2. I love the Home Science Tools website but I have NO idea where to start or what to order.
My 3rd grader is in his second session of a science program offered in our area where they study a topic using hands-on materials. He loves it, and there is nothing textbook about it. The first session was called Daring Designs and the children built a different design each week and learned about engineering, etc (all designs were different, the children could creatively come up with their own designs for each area). Now he’s in a Chemistry class where they are mixing “options” and baking, etc. it’s very well done.
Is there any resource like this? Where a topic is covered in 8 weeks or so using all hands-on activities and living books, with maybe some info for me to share with him? The next session of the program is Life Cycle. My son has chosen not to take this next session but I’d love to do something like this at home.

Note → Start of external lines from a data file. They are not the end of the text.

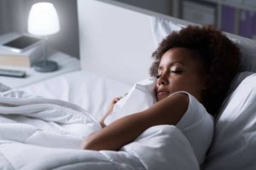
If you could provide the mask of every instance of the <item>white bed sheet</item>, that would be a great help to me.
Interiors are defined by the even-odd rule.
[[[129,84],[96,73],[78,71],[15,90],[76,104],[99,120],[112,99],[124,95],[130,88]]]

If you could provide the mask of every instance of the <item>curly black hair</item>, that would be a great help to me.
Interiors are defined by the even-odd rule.
[[[216,116],[230,82],[239,71],[240,49],[224,33],[212,26],[189,26],[167,36],[153,53],[150,76],[156,76],[163,54],[172,48],[186,48],[199,54],[207,75],[202,104]]]

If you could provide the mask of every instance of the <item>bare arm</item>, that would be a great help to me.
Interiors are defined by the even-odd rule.
[[[115,105],[120,99],[122,99],[122,97],[119,97],[119,98],[114,98],[114,99],[111,101],[108,111],[106,112],[106,114],[103,116],[103,117],[102,117],[102,118],[101,119],[101,121],[100,121],[100,124],[102,125],[102,128],[104,128],[106,127],[106,125],[105,125],[105,123],[104,123],[105,119],[106,119],[106,118],[108,116],[108,115],[113,111],[113,109],[114,105]]]
[[[187,94],[172,95],[144,111],[120,118],[102,130],[93,133],[83,142],[82,148],[118,150],[152,126],[176,125],[185,113],[188,105]]]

I don’t want anything texbookish, and I’m not interested in worksheets/video instruction.
You might want to check out pandiapress.com. They have 3 week samples free…so you could do that much anyway and then maybe you’d want to buy or maybe wing it?? It’s very much like you say…mostly hands-on activities. Also, there is e-science (google it?), but we didn’t like it as much as I thought we would, and it was beastly expensive.